A man serving a life sentence for his part in a 1998 gangland killing at a Burnaby car lot will be able to apply for parole five years early thanks to a successful “faint hope” hearing last month.
On Oct. 7, 1998, 26-year-old Vikash Chand was shot seven times in broad daylight as he was changing a licence place on a Mercedes Benz SUV at Sameer Mapara’s up-scale Rags to Riches used car dealership on the corner of Boundary Road and Second Avenue, according to court documents.
Mapara wasn’t there, but in 2001 a jury convicted him of first-degree murder in Chand’s death.
He was charged with three others – Simon Kwok Chow, George Wasfi and Shane Kelly Shoemaker, the actual shooter – all of whom were also convicted of first-degree murder in the slaying.
The driver of the getaway vehicle, Haddi Binahmad, however, signed an immunity agreement and testified Wasfi told him Mapara wanted them to kill Chand, an associate of drug dealer Bindy Johal, who was himself gunned down in a Vancouver nightclub shooting later that year.
Mapara was believed to have business ties to major drug-dealers.
"This particular location has been known – not necessarily the business itself, but associates of that business," a Burnaby RCMP spokesperson said of Rags to Riches after the shooting.
Crown prosecutors said Chand's murder was a contract killing worth $40,000.
Mapara got an automatic life-sentence with no chance of parole for 25 years for his part in the killing, and he’s been in jail since Feb. 6, 2001.
Last month, however, he appeared before a B.C. Supreme Court jury under the so-called “faint-hope clause” to request his parole ineligibility period be shortened.

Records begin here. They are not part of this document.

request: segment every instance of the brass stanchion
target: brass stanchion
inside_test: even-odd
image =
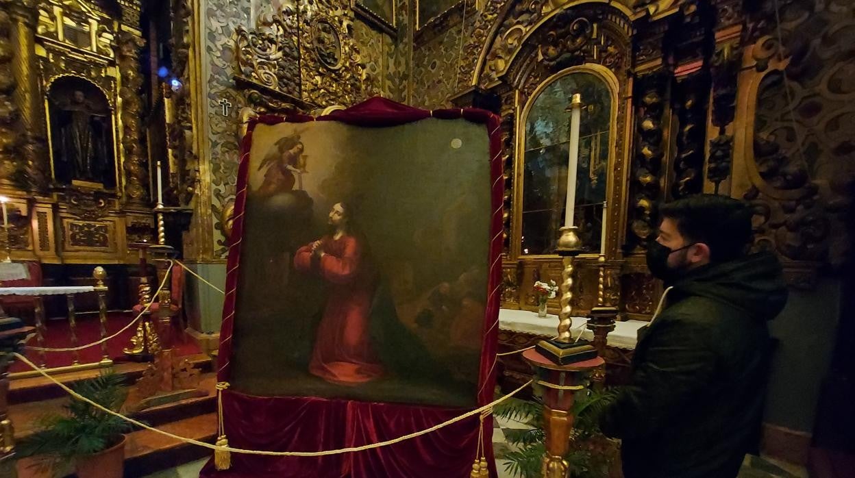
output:
[[[151,247],[148,243],[134,243],[132,249],[139,251],[139,304],[144,309],[151,301],[151,285],[148,277],[148,250]],[[160,350],[157,333],[151,322],[151,312],[146,310],[140,318],[137,331],[131,338],[131,344],[125,348],[125,355],[136,362],[150,362],[155,353]]]

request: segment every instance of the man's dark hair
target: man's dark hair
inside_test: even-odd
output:
[[[709,246],[712,263],[745,256],[753,236],[752,215],[746,203],[716,194],[689,196],[659,207],[659,220],[673,220],[687,240]]]

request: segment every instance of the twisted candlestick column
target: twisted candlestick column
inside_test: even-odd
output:
[[[573,327],[573,257],[563,257],[564,270],[561,273],[561,312],[558,313],[558,341],[570,341]]]

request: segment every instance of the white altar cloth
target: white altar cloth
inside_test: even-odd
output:
[[[60,286],[58,287],[0,287],[0,296],[3,295],[67,295],[91,292],[95,287],[91,286]]]
[[[587,317],[573,317],[570,333],[574,338],[581,332],[582,339],[586,340],[593,339],[593,333],[585,328],[587,322]],[[644,321],[615,322],[615,330],[606,336],[606,343],[619,349],[634,350],[639,329],[647,323]],[[549,315],[540,318],[537,316],[537,312],[499,309],[498,327],[505,330],[554,337],[557,333],[558,316]]]
[[[0,280],[29,279],[30,271],[21,263],[0,263]]]

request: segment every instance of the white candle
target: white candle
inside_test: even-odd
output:
[[[160,162],[157,162],[157,204],[163,205],[163,174],[161,172]]]
[[[573,213],[576,207],[576,167],[579,163],[579,123],[581,119],[581,95],[575,93],[570,102],[570,154],[567,166],[567,204],[564,226],[573,226]]]
[[[608,218],[609,215],[605,214],[608,209],[608,204],[603,201],[603,232],[600,233],[599,236],[599,253],[605,254],[605,220]]]
[[[3,203],[3,227],[8,227],[9,226],[9,215],[6,213],[6,201],[9,201],[6,198],[0,198],[0,203]]]

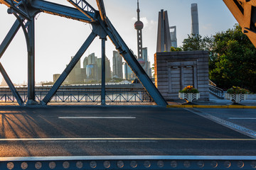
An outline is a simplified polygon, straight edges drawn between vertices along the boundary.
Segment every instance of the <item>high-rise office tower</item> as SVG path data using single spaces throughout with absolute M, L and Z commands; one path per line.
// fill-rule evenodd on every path
M 192 28 L 191 35 L 199 35 L 198 11 L 197 4 L 191 4 Z
M 117 51 L 113 51 L 113 78 L 123 78 L 122 57 Z
M 170 27 L 167 11 L 161 9 L 159 13 L 156 52 L 170 51 L 171 46 Z
M 170 27 L 170 33 L 171 47 L 177 47 L 177 32 L 176 26 Z
M 137 21 L 134 23 L 134 28 L 137 30 L 137 47 L 138 47 L 138 62 L 143 67 L 145 61 L 142 59 L 142 29 L 143 23 L 139 20 L 139 0 L 137 1 Z

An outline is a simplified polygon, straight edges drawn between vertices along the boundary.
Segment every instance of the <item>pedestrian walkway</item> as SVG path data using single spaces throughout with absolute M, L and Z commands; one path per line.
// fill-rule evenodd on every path
M 168 101 L 169 107 L 188 107 L 188 108 L 256 108 L 256 100 L 250 99 L 242 101 L 240 105 L 233 105 L 233 103 L 227 99 L 220 99 L 213 94 L 210 94 L 208 101 L 193 101 L 188 104 L 185 100 Z M 250 107 L 252 106 L 252 107 Z

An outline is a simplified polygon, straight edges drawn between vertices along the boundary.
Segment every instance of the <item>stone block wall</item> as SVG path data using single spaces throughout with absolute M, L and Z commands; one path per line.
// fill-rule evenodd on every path
M 200 91 L 200 101 L 208 101 L 208 57 L 207 51 L 156 52 L 155 84 L 164 98 L 178 99 L 178 91 L 191 85 Z

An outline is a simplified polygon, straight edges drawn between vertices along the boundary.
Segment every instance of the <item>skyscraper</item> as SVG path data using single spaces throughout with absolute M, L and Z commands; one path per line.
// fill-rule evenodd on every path
M 170 33 L 171 47 L 177 47 L 177 32 L 176 26 L 170 27 Z
M 102 72 L 101 72 L 101 58 L 98 58 L 95 56 L 95 53 L 89 55 L 85 57 L 83 61 L 83 67 L 86 69 L 86 81 L 100 81 L 101 80 Z M 111 79 L 111 70 L 110 70 L 110 60 L 105 57 L 106 61 L 106 70 L 105 76 L 106 79 Z
M 134 28 L 137 30 L 137 47 L 138 47 L 138 62 L 143 67 L 145 61 L 142 59 L 142 29 L 143 23 L 139 20 L 139 0 L 137 1 L 137 21 L 134 23 Z
M 117 51 L 113 51 L 113 78 L 123 78 L 122 57 Z
M 199 35 L 199 20 L 198 20 L 198 11 L 197 4 L 191 4 L 191 19 L 192 19 L 192 28 L 191 35 Z
M 161 9 L 159 13 L 156 52 L 170 51 L 171 46 L 170 27 L 167 11 Z

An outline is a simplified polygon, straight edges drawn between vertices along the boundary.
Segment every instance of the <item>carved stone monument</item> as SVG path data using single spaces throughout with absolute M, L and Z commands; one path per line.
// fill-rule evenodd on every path
M 208 101 L 208 57 L 207 51 L 156 52 L 155 84 L 164 98 L 178 99 L 180 90 L 193 86 L 200 101 Z

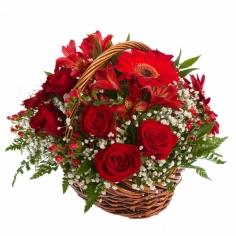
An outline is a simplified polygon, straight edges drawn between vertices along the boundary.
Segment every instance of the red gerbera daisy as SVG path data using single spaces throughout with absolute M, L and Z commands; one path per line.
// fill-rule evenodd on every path
M 115 68 L 123 73 L 120 79 L 137 78 L 141 86 L 168 85 L 179 80 L 178 70 L 171 61 L 172 57 L 157 50 L 143 52 L 132 49 L 117 58 Z

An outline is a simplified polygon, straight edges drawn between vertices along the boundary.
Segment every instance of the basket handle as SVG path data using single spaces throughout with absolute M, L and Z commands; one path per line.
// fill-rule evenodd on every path
M 92 63 L 91 65 L 84 71 L 82 76 L 80 77 L 78 83 L 75 85 L 74 88 L 79 88 L 80 90 L 84 90 L 86 87 L 87 82 L 92 78 L 92 76 L 95 74 L 97 69 L 108 59 L 110 59 L 112 56 L 114 56 L 116 53 L 122 52 L 126 49 L 130 48 L 136 48 L 140 49 L 142 51 L 149 51 L 150 48 L 140 42 L 136 41 L 128 41 L 123 43 L 118 43 L 110 48 L 108 48 L 106 51 L 104 51 L 102 54 L 100 54 Z
M 80 90 L 84 90 L 87 83 L 89 82 L 89 80 L 92 78 L 92 76 L 95 74 L 95 72 L 97 71 L 97 69 L 108 59 L 110 59 L 113 55 L 115 55 L 116 53 L 122 52 L 126 49 L 131 49 L 131 48 L 135 48 L 135 49 L 139 49 L 142 51 L 149 51 L 150 48 L 141 43 L 141 42 L 136 42 L 136 41 L 128 41 L 128 42 L 123 42 L 123 43 L 118 43 L 115 44 L 113 46 L 111 46 L 110 48 L 108 48 L 106 51 L 104 51 L 102 54 L 100 54 L 90 65 L 89 67 L 84 71 L 84 73 L 82 74 L 82 76 L 80 77 L 79 81 L 77 82 L 77 84 L 75 85 L 74 89 L 80 89 Z M 79 103 L 76 102 L 72 108 L 72 112 L 70 115 L 70 120 L 71 122 L 73 122 L 74 118 L 75 118 L 75 114 L 76 114 L 76 110 L 78 107 Z M 66 125 L 66 138 L 67 139 L 71 139 L 72 135 L 73 135 L 73 128 L 69 127 L 68 125 Z

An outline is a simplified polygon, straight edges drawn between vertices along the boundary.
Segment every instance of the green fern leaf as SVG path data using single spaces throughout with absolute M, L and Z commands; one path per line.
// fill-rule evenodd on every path
M 16 178 L 17 178 L 18 174 L 19 174 L 19 173 L 21 173 L 21 174 L 24 173 L 23 169 L 24 169 L 25 167 L 26 167 L 27 170 L 30 170 L 29 161 L 23 160 L 23 161 L 21 162 L 21 164 L 20 164 L 20 167 L 16 170 L 16 173 L 15 173 L 15 175 L 14 175 L 14 178 L 13 178 L 13 181 L 12 181 L 12 184 L 11 184 L 12 187 L 14 187 L 14 184 L 15 184 L 15 182 L 16 182 Z
M 66 178 L 62 178 L 62 191 L 65 193 L 69 187 L 69 182 Z
M 197 174 L 199 174 L 201 177 L 211 180 L 203 168 L 199 166 L 192 166 L 192 165 L 189 166 L 189 168 L 195 169 Z
M 102 183 L 100 184 L 89 183 L 88 184 L 87 189 L 85 189 L 84 191 L 84 193 L 87 195 L 84 213 L 87 212 L 92 207 L 92 205 L 96 202 L 102 190 L 103 190 Z

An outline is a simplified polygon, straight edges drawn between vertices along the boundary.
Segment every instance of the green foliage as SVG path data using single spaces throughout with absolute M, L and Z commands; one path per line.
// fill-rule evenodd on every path
M 179 66 L 179 69 L 184 69 L 184 68 L 190 67 L 191 65 L 193 65 L 199 59 L 200 56 L 193 57 L 193 58 L 190 58 L 190 59 L 182 62 Z
M 67 191 L 68 187 L 69 187 L 68 179 L 63 177 L 62 178 L 62 191 L 63 191 L 63 193 L 65 193 Z
M 177 57 L 177 58 L 175 59 L 175 61 L 174 61 L 174 66 L 175 66 L 175 67 L 178 67 L 178 66 L 179 66 L 179 60 L 180 60 L 181 54 L 182 54 L 182 51 L 181 51 L 181 48 L 180 48 L 179 55 L 178 55 L 178 57 Z
M 205 135 L 208 132 L 210 132 L 212 130 L 212 128 L 214 127 L 214 125 L 215 125 L 215 122 L 210 122 L 208 124 L 202 125 L 200 127 L 200 129 L 198 130 L 198 132 L 197 132 L 196 139 L 199 139 L 203 135 Z
M 29 161 L 23 160 L 23 161 L 21 162 L 20 167 L 16 170 L 16 173 L 15 173 L 15 175 L 14 175 L 14 179 L 13 179 L 13 181 L 12 181 L 12 187 L 14 187 L 14 184 L 15 184 L 15 182 L 16 182 L 16 178 L 17 178 L 18 174 L 19 174 L 19 173 L 21 173 L 21 174 L 24 173 L 24 171 L 23 171 L 24 168 L 26 168 L 26 170 L 30 170 L 30 163 L 29 163 Z
M 219 137 L 212 137 L 211 140 L 196 140 L 192 142 L 193 150 L 192 154 L 196 157 L 208 156 L 210 153 L 215 154 L 215 149 L 217 149 L 227 137 L 219 138 Z
M 215 153 L 215 152 L 212 152 L 210 155 L 208 156 L 205 156 L 205 157 L 201 157 L 201 159 L 205 159 L 205 160 L 208 160 L 208 161 L 212 161 L 216 164 L 224 164 L 226 161 L 222 161 L 220 159 L 220 157 L 222 157 L 220 154 L 218 153 Z
M 193 166 L 193 165 L 188 166 L 188 168 L 195 169 L 197 174 L 199 174 L 201 177 L 211 180 L 203 168 L 199 166 Z
M 180 61 L 181 54 L 182 54 L 182 51 L 180 49 L 180 53 L 174 61 L 174 66 L 179 70 L 180 77 L 183 78 L 186 75 L 188 75 L 190 72 L 194 70 L 198 70 L 198 68 L 189 68 L 189 67 L 192 66 L 199 59 L 200 56 L 190 58 L 180 63 L 179 61 Z M 186 68 L 189 68 L 189 69 L 186 69 Z
M 84 193 L 87 195 L 86 197 L 86 205 L 84 208 L 84 213 L 87 212 L 94 202 L 98 199 L 101 191 L 104 189 L 103 183 L 92 183 L 90 182 L 85 189 Z
M 92 167 L 92 165 L 91 165 L 90 161 L 84 161 L 79 166 L 79 169 L 76 171 L 76 174 L 77 175 L 83 174 L 83 173 L 89 171 L 89 169 L 91 169 L 91 167 Z
M 50 174 L 52 170 L 56 171 L 58 166 L 55 166 L 54 164 L 50 165 L 49 163 L 40 164 L 36 172 L 33 174 L 33 176 L 30 179 L 37 179 L 45 174 Z
M 14 139 L 13 143 L 5 149 L 5 152 L 22 150 L 26 145 L 27 142 L 23 138 Z

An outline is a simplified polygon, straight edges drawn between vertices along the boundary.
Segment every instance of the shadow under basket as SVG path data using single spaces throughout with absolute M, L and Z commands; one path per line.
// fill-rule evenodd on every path
M 170 181 L 175 187 L 180 183 L 182 169 L 175 169 Z M 95 205 L 109 213 L 125 216 L 130 219 L 148 218 L 158 215 L 170 203 L 174 192 L 171 192 L 162 185 L 155 185 L 156 190 L 150 190 L 144 187 L 137 191 L 132 188 L 133 182 L 122 181 L 118 183 L 117 189 L 106 189 L 105 195 L 100 195 L 102 202 L 95 202 Z M 86 195 L 83 189 L 76 183 L 71 186 L 77 194 L 85 199 Z

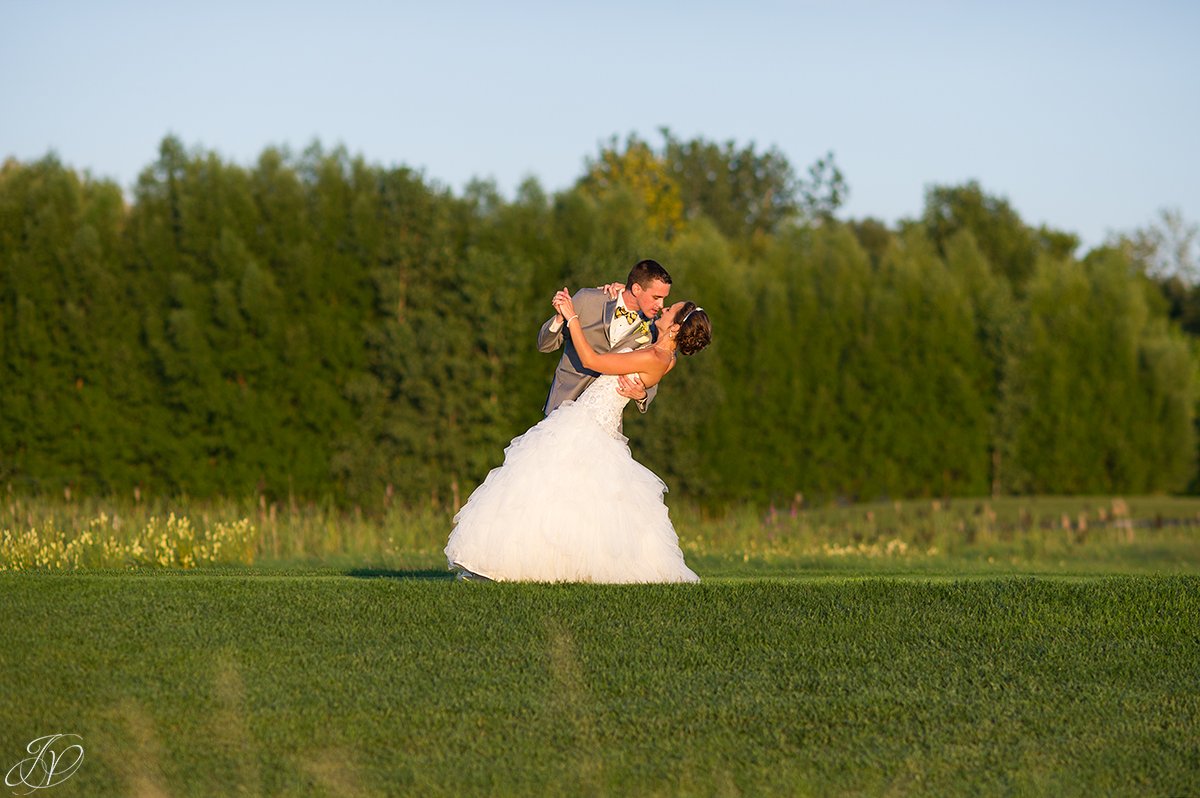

On May 14, the jury agreed to cut it by five years, meaning Mapara will be eligible for parole in less than three years – in 2022 instead of 2027.
(The faint-hope clause – Section 745.6 of the Criminal Code – allows prisoners who have been sentenced to life without a chance of parole for more than 15 years to apply to have that ineligibility period shortened once they’ve served 15 years. The law was repealed in 2010, however, and no longer applies to offenders who committed their crimes after December 2, 2011.)